Leveraged tokens' performance will be 3x the underlying performance if you're measuring since the last rebalance time. In general leveraged tokens rebalance every day at 00:02:00 UTC. This means that the trailing 24h moves might not be exactly 3x the underlying performance, rather the moves since midnight UTC will be.
In addition, leveraged tokens that are over leveraged rebalance whenever their leverage reaches 33% higher than its target. This happens, roughly, when the underlying asset moves roughly 11.15% for BULL tokens, 6.7% for BEAR tokens, and 30% for HEDGE tokens. So in fact the leverage token performance will be 3x the underlying asset since the asset last moved 6-12% that day if there was a large move and the token lost to it, and since midnight UTC if there wasn't.
If the movement of the underlying asset on days 1, 2, and 3 is M1, M2, and M3, then the formula for the price increase of the 3x leveraged token is:
New Price = Old Price * (1 + 3*M1) * (1 + 3*M2) * (1 + 3*M3)
Price movement in % = New Price / Old Price - 1 = (1 + 3*M1) * (1 + 3*M2) * (1 + 3*M3) - 1
When Do Leveraged Tokens Do Well?
Obviously the BULL tokens do well when prices go up, and the BEAR tokens do well when prices go down. But how do they compare to normal margin positions? When does BULL do better than a +3x leveraged position, and when does it do worse?
Leveraged tokens reinvest their profits. That means that, if they have positive PnL, they'll increase their position size. So, comparing ETHBULL to a +3x ETH position: if ETH goes up one day and then up again the next, ETHBULL will do better than +3x ETH, because it reinvested the profits from the first day back into ETH. However, if ETH goes up and then falls back down, ETHBULL will do worse, because it increased its exposure.
Leveraged tokens reduce their risk if they have negative PnL to avoid liquidations. So, if they have negative PnL, they'll reduce their position size. Comparing ETHBULL to a +3x ETH position again: if ETH goes down one day and then down again the next, ETHBULL will do better than +3x ETH: after the first loss ETHBULL sold off some of its ETH to return to 3x leverage, while the +3x position effective became even more leveraged. However, if ETH goes down and then back up, ETHBULL will do worse: it reduced some of its ETH exposure after the first loss, and so took less advantage of the recovery.
As an example, comparing ETHBULL to 3x long ETH:
|ETH daily prices||ETH||3x ETH||ETHBULL|
|200, 210, 220||10%||30%||31.4%|
|200, 210, 200||0%||0%||-1.4%|
|200, 190, 180||-10%||-30%||-28.4%|
In the above cases, leveraged tokens do well--or at least better than a margin position that starts out the same size--when markets have momentum. However they do worse than a margin position when markets mean-revert.

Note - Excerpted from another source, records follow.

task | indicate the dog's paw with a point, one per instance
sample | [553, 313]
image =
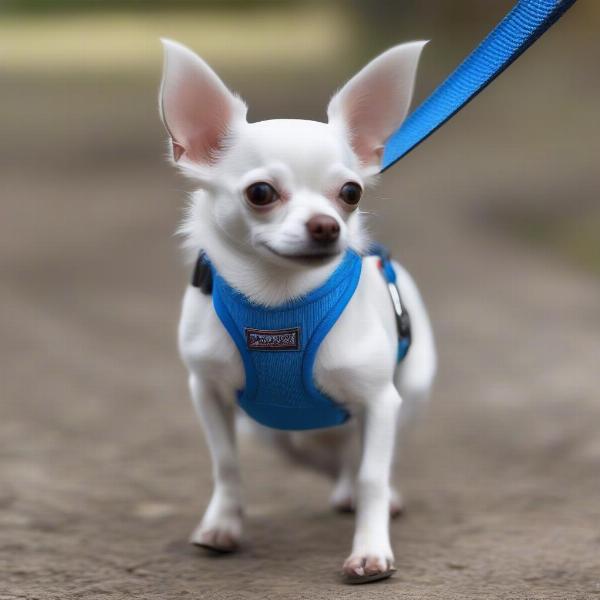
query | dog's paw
[223, 537]
[364, 567]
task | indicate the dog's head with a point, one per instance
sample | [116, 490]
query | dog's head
[285, 190]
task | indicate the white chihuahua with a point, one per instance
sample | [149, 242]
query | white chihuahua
[277, 224]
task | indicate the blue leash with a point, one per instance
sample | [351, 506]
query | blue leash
[519, 29]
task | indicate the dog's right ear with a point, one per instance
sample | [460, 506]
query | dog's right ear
[195, 105]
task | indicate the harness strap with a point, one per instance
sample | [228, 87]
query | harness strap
[520, 28]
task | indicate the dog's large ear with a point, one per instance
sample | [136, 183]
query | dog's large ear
[195, 105]
[373, 104]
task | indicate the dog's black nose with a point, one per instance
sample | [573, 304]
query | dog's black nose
[323, 229]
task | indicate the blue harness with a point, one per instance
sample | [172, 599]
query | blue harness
[278, 345]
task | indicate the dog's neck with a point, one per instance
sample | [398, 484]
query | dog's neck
[259, 280]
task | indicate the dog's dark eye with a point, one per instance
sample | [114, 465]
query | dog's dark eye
[261, 194]
[351, 193]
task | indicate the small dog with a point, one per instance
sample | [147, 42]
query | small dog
[277, 223]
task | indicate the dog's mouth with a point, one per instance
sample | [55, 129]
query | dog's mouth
[305, 257]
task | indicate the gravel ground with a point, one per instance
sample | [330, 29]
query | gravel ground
[103, 468]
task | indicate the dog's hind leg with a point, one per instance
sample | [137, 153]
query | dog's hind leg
[221, 526]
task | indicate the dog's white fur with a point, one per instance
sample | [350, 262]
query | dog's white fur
[307, 162]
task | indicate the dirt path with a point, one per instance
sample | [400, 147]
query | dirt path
[103, 469]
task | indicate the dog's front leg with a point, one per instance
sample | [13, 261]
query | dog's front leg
[221, 526]
[372, 556]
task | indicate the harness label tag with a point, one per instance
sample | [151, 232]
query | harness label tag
[273, 339]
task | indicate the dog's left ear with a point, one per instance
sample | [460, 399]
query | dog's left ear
[373, 104]
[195, 105]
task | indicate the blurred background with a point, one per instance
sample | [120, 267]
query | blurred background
[103, 471]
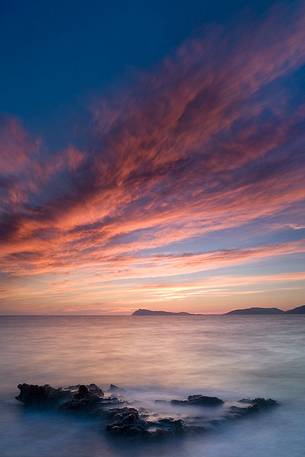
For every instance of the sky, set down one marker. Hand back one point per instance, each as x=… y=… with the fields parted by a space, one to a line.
x=152 y=155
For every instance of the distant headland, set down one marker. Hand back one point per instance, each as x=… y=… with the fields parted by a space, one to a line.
x=236 y=312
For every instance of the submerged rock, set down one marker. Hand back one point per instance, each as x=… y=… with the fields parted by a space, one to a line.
x=252 y=406
x=199 y=400
x=121 y=418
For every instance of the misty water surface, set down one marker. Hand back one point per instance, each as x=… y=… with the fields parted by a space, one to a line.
x=232 y=357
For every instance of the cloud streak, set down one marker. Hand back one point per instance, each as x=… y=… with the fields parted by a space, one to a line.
x=211 y=140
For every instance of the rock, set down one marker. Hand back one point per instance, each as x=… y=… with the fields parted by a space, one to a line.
x=87 y=399
x=42 y=396
x=122 y=419
x=199 y=400
x=252 y=406
x=127 y=421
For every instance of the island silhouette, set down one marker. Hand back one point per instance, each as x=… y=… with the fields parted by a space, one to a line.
x=236 y=312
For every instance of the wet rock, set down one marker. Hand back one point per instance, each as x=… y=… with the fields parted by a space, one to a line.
x=86 y=399
x=127 y=421
x=121 y=418
x=199 y=400
x=252 y=406
x=42 y=396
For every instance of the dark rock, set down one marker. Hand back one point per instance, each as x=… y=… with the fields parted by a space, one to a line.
x=252 y=406
x=121 y=419
x=127 y=421
x=199 y=400
x=86 y=399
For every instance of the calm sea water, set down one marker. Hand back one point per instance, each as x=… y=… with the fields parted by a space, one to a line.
x=232 y=357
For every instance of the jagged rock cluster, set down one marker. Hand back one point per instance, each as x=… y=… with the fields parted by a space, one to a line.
x=122 y=418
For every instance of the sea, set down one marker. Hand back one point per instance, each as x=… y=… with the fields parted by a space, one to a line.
x=232 y=357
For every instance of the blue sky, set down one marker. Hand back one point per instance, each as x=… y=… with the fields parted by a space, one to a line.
x=151 y=154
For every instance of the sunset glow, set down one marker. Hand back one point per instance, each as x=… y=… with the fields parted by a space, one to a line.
x=184 y=191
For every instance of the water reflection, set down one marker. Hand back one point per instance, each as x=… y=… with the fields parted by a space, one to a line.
x=230 y=357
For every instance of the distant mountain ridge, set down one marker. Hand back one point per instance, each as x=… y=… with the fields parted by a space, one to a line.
x=236 y=312
x=148 y=312
x=255 y=311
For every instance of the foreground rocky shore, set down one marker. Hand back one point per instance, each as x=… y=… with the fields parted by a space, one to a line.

A common misconception is that leveraged tokens have exposure to volatility, or gamma. Leveraged tokens do well if markets move up a lot and then up a lot more, and poorly if markets move up a lot and then back down a lot, both of which are high volatility. The real exposure that they have is primarily to price direction, and secondarily to momentum.
What do Leveraged Tokens hold?
Leveraged Tokens hold perpetual futures. That means that they will get their exposure to the underlying assets through the perpetual futures. That also means that they will be subject to the price movements, premiums, funding rates, etc. of the perpetual futures.
1. The content above does not constitute any investment advice. Please be cautious of the risks.
2. While your account's holding of a leveraged token cannot be liquidated, the leveraged token itself theoretically could be. Leveraged tokens greatly reduce the risk of liquidation but cannot make it fully impossible; if markets instantaneously gap down 50%, there is nothing that can stop the +3x leveraged position held by the leveraged token from getting liquidated. In addition, while leveraged tokens attempt to avoid getting liquidated, this does not prevent them from being able to suffer heavy losses.